Workers have made tests of various modern insects, myriapods and crustaceans traveling over smoked glass, powder, etc. Trackways made by the modern myriapods in these tests, especially the patterns made in "cornering", are so similar to the trackways of Arthropleura that many workers place our Creature among the Myriapoda, a view objected to by others.
Andrew A. Hay
The "Richardson's Guide to the Fossil Fauna of Mazon Creek" mentions find by Eugene Richardson shown in the specimens below.

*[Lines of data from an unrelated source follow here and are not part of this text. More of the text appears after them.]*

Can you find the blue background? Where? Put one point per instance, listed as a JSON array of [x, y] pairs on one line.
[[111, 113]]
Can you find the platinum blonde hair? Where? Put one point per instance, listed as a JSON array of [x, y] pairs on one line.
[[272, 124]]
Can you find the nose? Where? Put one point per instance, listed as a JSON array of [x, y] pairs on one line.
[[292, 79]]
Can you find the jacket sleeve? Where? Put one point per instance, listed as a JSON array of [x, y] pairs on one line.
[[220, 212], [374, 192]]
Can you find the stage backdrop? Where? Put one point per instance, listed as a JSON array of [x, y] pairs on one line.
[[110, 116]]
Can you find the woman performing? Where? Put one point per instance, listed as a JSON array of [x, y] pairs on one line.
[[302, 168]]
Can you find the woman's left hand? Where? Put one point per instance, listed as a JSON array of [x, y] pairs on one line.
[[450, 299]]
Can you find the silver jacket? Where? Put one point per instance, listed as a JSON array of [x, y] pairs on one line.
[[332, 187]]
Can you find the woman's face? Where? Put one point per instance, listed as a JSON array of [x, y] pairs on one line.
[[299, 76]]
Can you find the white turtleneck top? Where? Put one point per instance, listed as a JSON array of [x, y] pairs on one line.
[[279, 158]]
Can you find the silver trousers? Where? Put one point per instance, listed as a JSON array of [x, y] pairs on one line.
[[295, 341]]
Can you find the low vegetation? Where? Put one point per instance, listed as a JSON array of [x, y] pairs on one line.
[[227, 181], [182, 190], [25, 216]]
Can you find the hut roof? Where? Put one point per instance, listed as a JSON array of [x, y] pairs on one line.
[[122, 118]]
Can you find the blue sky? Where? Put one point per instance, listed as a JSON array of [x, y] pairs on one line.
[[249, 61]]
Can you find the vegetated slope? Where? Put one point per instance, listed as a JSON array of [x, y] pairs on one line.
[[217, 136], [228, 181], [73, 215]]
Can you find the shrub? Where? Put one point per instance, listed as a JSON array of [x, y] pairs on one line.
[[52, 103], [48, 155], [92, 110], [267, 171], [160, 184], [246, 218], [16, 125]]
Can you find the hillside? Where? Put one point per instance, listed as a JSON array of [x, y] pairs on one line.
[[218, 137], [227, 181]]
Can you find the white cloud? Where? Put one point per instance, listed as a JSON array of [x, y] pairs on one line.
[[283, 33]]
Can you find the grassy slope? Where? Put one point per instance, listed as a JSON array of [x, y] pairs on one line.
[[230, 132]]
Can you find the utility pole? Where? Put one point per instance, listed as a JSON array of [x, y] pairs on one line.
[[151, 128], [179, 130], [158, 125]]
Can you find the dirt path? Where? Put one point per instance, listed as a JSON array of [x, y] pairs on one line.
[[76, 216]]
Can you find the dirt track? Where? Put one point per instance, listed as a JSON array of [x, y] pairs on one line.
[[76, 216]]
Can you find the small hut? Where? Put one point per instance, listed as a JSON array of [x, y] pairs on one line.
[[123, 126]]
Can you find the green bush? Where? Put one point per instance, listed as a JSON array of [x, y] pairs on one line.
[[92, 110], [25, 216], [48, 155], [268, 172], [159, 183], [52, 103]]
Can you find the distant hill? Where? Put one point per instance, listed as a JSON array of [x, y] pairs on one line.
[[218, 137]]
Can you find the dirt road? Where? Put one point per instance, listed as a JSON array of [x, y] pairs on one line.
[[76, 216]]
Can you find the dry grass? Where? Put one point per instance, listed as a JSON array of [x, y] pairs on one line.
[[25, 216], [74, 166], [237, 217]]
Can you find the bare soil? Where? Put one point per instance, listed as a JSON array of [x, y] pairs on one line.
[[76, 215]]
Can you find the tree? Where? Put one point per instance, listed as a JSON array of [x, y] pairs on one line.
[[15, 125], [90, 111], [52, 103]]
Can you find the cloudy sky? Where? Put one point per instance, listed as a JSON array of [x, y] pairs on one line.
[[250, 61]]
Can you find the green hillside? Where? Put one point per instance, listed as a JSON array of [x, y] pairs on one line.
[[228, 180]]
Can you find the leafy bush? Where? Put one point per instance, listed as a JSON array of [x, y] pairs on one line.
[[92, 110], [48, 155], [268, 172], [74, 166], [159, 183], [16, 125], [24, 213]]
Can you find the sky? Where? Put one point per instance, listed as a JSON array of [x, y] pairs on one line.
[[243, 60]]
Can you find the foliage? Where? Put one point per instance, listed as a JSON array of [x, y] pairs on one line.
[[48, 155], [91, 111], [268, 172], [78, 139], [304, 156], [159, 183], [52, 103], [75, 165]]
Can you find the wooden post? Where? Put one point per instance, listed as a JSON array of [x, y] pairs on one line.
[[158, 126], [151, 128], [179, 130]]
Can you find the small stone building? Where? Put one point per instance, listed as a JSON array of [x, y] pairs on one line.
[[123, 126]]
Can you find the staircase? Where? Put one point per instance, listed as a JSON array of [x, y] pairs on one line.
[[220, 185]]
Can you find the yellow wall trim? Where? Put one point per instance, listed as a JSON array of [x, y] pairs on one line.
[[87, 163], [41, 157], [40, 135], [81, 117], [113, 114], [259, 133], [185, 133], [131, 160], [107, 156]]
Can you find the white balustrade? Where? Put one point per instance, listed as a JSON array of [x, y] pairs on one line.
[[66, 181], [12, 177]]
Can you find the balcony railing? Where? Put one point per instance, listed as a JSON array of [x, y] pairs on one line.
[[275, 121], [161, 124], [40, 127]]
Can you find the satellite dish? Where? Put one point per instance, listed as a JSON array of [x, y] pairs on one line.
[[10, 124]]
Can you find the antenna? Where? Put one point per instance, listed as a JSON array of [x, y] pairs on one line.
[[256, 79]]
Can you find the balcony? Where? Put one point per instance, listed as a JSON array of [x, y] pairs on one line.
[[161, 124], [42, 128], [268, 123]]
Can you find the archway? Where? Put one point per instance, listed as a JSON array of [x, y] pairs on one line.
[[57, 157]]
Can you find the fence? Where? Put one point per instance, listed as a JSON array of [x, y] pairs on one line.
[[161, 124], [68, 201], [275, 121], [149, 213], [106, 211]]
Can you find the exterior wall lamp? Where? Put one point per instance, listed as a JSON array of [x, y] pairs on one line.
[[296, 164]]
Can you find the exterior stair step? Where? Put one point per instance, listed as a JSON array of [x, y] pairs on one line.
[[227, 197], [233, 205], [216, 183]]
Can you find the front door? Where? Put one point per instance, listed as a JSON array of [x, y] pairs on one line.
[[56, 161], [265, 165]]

Arthropleura cristata Richardson
Richardson (1956) was the first to accurately describe specimens of Arthropleura from Mazon Creek. Later (1959), he named a new species, A. cristata, designating a specimen consisting of the dorsal surface of a single paratergal fold (lat eral part of a tergite) as the holotype. This very large species is characterized by a row of large spines near the back border of the paratergal fold accompanied by a row of smaller spines even nearer to the border, and other characters. This rare form is found within the Braidwood fauna. Although there have been a number of good papers (e.g., Rolfe, 1969; Hahn et al., 1986) on arthropleurids, there has been little subsequent work on the classification of arthropleurids from Mazon Creek since Richardson's work. Most specimens from Mazon Creek consist of isolated limb fragments and rosette plates.The flattened body form of Arthropleura and the layers of lycopod tree debris sometimes found fossilized in its guts suggest a life in the surface layers of litter along the forest floor, bur rowing within the rotting trunks of lycopod trees (Rolfe, 1980, 1985). However, trace fossils made by these large beasts indicate that they could roam about sandy areas as well (Rolfe, 1985; Briggs et al., 1984).
Arthropleura appears in "The Mazon Creek Fossil Fauna" by Jack Wittry. There's a good discussion, which notes that the contents of some suspiciously large coprolites might have belonged to Arthropleura.
Myriapods are among certain groups of animals that evolved giants at one time or another. Several species of Arthropleura grew to a length of two meters and are the largest known terrestrial arthropods of all. This enormous creature is also the largest known land animal in the Mazon Creek Biota and, in most locations, only pieces have been found. Concretions containing body parts-one or two segments, isolated limbs, rosette plates-are the rule. This genus differs from all other myriapods (and other arthropods) in the large number of segments per leg and in its unique rosette plate: a problematical plate-like structure developed at the base of the leg showing a complex pattern of grooved and raised areas. Trackways and trails of this animal have been found, disproving the early belief that it was aquatic. We now know what it ate; the gut contents found in fossils from other regions show that Arthropleura had a diet which at least in part consisted of lycopsid spores. In Mazon Creek fossils there is another bit of circumstantial evidence: unusually big coprolites have been found containing large amounts of broken-up lycopsid cone bracts.